Die als Arbeitsbesuch eingestufte Bush-Visite soll heute Abend mit einem eher privat gehaltenen Grillfest in dem Dorf Trinwillershagen ausklingen. Der zwischen Rostock und Stralsund gelegene Ort galt in der DDR wegen seiner Vorreiterrolle bei der Kollektivierung der Landwirtschaft als Vorzeigedorf.
Unter den geladenen Gästen sollen auch Persönlichkeiten der Region sein, deren politische oder unternehmerische Karriere - wie die Merkels - erst nach der Wende 1989 begonnen hatte. Merkel selbst hatte betont, dass sie Bush den Osten so zeigen wolle, wie er sich 16 Jahre nach der Wiedervereinigung tatsächlich darstelle.
Zum Auftakt der Protestkundgebungen kletterten gestern fünf Umweltschützer von Greenpeace auf die Marienkirche in Stralsund und entrollten ein Transparent mit der Aufschrift »No nukes, No war, No Bush« (Keine Atomwaffen, kein Krieg, kein Bush). Zur zentralen Anti-Bush-Kundgebung heute Morgen in Stralsund werden mehrere tausend Teilnehmer erwartet. Mecklenburg-Vorpommerns Vize-Ministerpräsident Wolfgang Methling (Linkspartei) soll dort reden.
Die Bundes-CDU verurteilte die Ankündigung von weiteren Linkspartei-Ministern der rot-roten Landesregierung, gegen den Bush- Besuch zu demonstrieren. Mecklenburg-Vorpommerns Ministerpräsident Harald Ringstorff (SPD) zeige einmal mehr, »dass er nicht Herr seines eigenen Kabinetts ist«, erklärte CDU-Generalsekretär Ronald Pofalla. Während Ringstorff den Staatsgast vom Flughafen abholt, nimmt der stellvertretende Ministerpräsident an einer Gegendemonstration teil.

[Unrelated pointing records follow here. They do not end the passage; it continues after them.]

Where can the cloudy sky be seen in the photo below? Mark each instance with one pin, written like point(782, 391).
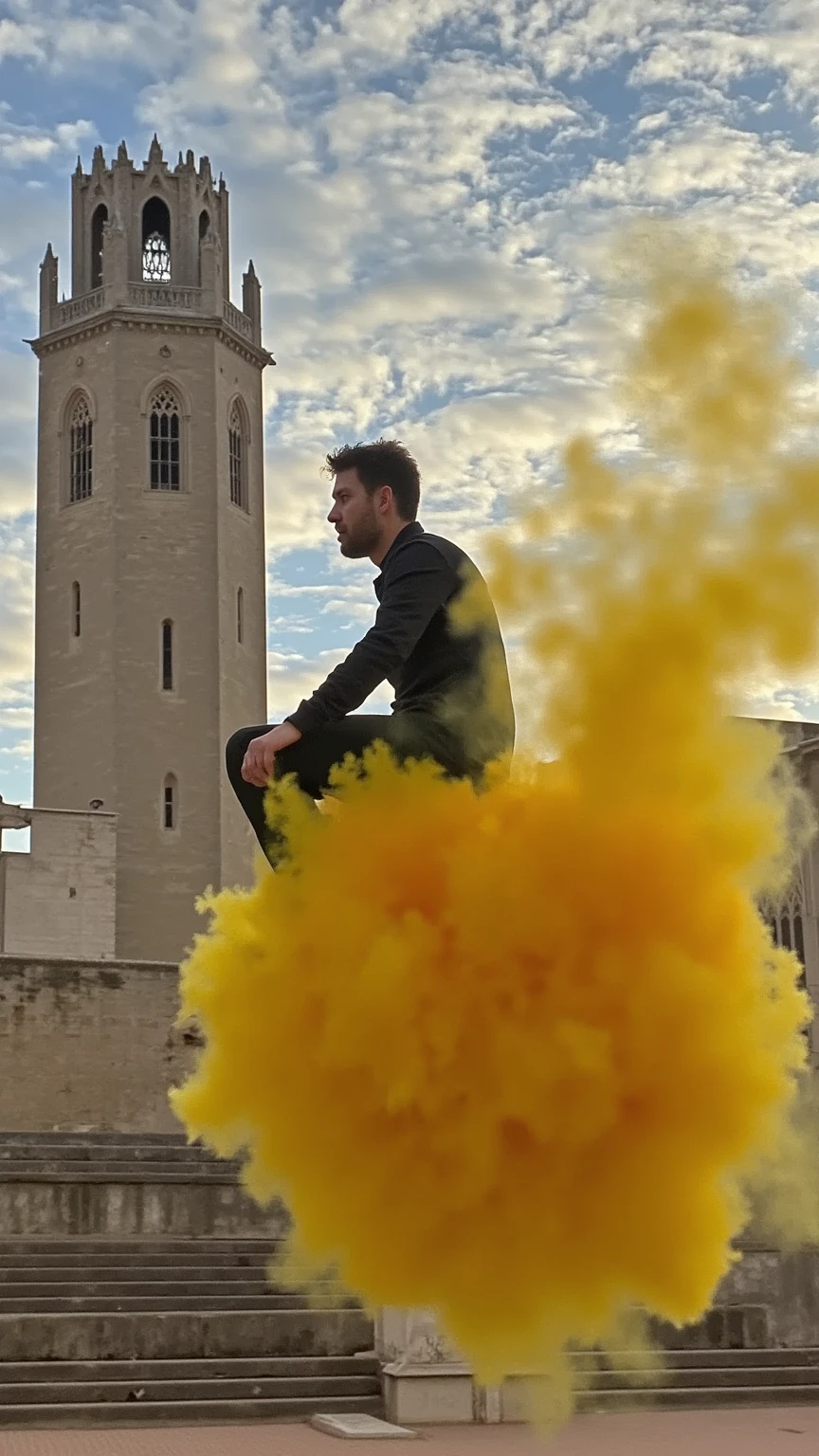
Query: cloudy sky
point(428, 188)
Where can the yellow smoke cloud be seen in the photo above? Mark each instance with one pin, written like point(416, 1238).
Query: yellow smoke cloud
point(519, 1056)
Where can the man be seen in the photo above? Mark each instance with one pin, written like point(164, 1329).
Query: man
point(452, 696)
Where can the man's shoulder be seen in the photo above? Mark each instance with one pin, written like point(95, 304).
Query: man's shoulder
point(425, 542)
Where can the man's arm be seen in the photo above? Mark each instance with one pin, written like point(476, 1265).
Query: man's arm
point(420, 584)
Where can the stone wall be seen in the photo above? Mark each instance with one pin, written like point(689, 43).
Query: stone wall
point(89, 1046)
point(59, 899)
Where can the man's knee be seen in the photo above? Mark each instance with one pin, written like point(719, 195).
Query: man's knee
point(235, 750)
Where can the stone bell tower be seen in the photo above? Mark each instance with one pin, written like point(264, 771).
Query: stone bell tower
point(151, 564)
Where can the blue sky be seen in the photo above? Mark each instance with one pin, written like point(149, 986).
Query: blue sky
point(428, 190)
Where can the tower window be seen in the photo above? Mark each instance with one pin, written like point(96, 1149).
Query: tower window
point(81, 447)
point(168, 657)
point(205, 230)
point(170, 803)
point(97, 239)
point(156, 242)
point(163, 442)
point(238, 459)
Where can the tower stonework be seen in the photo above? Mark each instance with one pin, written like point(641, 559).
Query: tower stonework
point(151, 562)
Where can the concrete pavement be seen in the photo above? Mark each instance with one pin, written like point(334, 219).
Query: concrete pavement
point(770, 1431)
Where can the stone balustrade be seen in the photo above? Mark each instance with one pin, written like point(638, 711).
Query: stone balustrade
point(155, 298)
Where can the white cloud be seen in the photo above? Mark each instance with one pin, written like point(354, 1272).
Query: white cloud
point(293, 678)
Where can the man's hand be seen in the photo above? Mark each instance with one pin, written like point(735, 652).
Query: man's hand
point(257, 766)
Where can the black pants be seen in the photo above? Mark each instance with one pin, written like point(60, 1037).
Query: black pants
point(410, 736)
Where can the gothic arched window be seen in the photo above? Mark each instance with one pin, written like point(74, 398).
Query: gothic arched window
point(156, 242)
point(236, 445)
point(170, 803)
point(97, 239)
point(81, 451)
point(205, 230)
point(165, 462)
point(168, 655)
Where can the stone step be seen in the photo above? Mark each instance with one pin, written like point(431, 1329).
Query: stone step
point(117, 1174)
point(261, 1388)
point(155, 1301)
point(715, 1376)
point(37, 1293)
point(184, 1412)
point(257, 1368)
point(100, 1138)
point(704, 1358)
point(114, 1247)
point(25, 1154)
point(699, 1398)
point(125, 1273)
point(186, 1206)
point(191, 1334)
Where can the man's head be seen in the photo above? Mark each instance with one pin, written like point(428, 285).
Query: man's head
point(374, 497)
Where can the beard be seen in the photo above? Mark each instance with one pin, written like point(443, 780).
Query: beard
point(360, 542)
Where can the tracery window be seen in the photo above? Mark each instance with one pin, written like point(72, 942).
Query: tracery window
point(238, 459)
point(786, 922)
point(97, 241)
point(156, 242)
point(81, 451)
point(165, 455)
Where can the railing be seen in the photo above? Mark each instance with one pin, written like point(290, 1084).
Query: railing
point(238, 320)
point(152, 296)
point(163, 296)
point(81, 307)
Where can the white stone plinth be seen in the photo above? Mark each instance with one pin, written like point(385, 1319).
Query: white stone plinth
point(426, 1380)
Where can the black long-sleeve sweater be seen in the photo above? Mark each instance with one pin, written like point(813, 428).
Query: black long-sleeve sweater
point(460, 678)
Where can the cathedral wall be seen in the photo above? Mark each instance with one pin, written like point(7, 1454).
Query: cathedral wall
point(60, 897)
point(73, 750)
point(89, 1046)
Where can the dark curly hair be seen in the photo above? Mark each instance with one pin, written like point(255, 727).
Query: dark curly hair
point(385, 462)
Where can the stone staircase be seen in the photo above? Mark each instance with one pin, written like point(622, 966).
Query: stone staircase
point(707, 1377)
point(133, 1289)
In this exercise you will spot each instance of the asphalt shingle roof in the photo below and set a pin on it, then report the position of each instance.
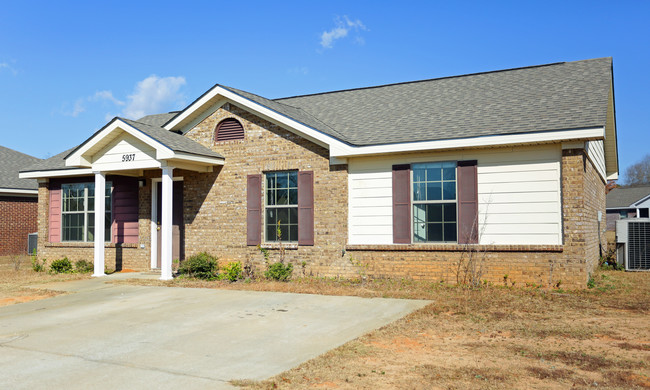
(11, 162)
(53, 163)
(567, 95)
(148, 125)
(623, 197)
(174, 141)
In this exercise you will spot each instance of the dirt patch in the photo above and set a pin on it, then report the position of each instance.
(21, 284)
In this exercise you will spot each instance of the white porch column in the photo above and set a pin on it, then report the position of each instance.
(100, 216)
(166, 223)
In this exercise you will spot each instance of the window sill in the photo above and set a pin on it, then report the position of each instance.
(457, 248)
(277, 246)
(87, 245)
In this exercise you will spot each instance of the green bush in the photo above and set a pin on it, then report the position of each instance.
(233, 272)
(83, 266)
(61, 266)
(38, 266)
(201, 266)
(280, 272)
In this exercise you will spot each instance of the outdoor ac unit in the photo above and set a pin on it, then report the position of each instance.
(633, 243)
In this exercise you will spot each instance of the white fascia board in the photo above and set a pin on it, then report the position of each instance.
(302, 130)
(18, 192)
(55, 173)
(473, 142)
(636, 204)
(76, 159)
(198, 159)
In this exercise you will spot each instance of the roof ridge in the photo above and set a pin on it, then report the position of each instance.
(16, 151)
(435, 79)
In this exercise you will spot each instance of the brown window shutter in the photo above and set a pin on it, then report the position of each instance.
(228, 130)
(306, 208)
(55, 212)
(402, 204)
(254, 210)
(467, 202)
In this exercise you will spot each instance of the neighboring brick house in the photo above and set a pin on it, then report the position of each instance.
(18, 202)
(627, 202)
(403, 179)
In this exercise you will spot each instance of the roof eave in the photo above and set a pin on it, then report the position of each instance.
(552, 136)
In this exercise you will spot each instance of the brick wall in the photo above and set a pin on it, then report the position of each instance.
(215, 218)
(17, 220)
(215, 214)
(583, 194)
(116, 256)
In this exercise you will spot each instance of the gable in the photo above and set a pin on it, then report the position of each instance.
(125, 149)
(539, 104)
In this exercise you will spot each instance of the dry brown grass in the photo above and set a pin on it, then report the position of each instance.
(491, 337)
(19, 283)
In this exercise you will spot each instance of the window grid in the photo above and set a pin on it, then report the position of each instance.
(434, 197)
(281, 206)
(77, 212)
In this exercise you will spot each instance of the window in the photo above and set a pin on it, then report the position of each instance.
(281, 206)
(434, 202)
(77, 212)
(228, 130)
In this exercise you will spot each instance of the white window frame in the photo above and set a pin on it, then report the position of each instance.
(425, 202)
(276, 206)
(86, 212)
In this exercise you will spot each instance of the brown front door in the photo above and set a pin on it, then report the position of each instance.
(178, 228)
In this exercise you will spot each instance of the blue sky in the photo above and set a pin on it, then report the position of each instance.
(67, 67)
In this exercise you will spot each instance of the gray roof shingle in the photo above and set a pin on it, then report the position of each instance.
(624, 197)
(567, 95)
(53, 163)
(148, 125)
(174, 141)
(11, 162)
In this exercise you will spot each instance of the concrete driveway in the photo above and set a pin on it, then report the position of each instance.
(106, 336)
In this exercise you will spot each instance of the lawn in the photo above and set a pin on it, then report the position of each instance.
(489, 337)
(19, 283)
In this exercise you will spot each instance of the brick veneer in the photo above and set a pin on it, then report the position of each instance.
(215, 217)
(583, 194)
(17, 220)
(117, 256)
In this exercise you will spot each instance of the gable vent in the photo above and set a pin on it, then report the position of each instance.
(228, 130)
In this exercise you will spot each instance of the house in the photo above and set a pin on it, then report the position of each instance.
(627, 202)
(405, 179)
(18, 202)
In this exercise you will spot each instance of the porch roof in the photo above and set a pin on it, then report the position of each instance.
(179, 149)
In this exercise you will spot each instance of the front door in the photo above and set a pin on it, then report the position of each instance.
(178, 228)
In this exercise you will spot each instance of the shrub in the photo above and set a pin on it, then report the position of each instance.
(61, 266)
(233, 272)
(279, 271)
(38, 266)
(83, 266)
(201, 266)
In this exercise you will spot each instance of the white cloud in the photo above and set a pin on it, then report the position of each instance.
(343, 27)
(298, 70)
(154, 95)
(106, 95)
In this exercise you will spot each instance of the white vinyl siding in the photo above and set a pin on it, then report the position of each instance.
(596, 153)
(125, 152)
(519, 195)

Auch die Nordost-SPD distanzierte sich mittlerweile von der Linkspartei-Unterstützung für die Demonstrationen. Mecklenburg- Vorpommerns SPD-Vorsitzender, Agrarminister Till Backhaus, sagte gestern: Die »Grenze des Ertragbaren« sei »endgültig erreicht«.
In Berlin wurden aber auch Forderungen an Bush laut. Grünen- Fraktionschef Fritz Kuhn verlangte von Bush die endgültige Schließung des Gefangenenlagers Guantánamo. Der Koordinator für die deutsch-amerikanischen Beziehungen, Karsten Voigt (SPD), sieht die Beziehungen zwischen Berlin und Washington auf einem besseren Stand als in der Amtszeit von Merkel-Vorgänger Gerhard Schröder (SPD). Das gelte insbesondere auch für die persönlichen Beziehungen.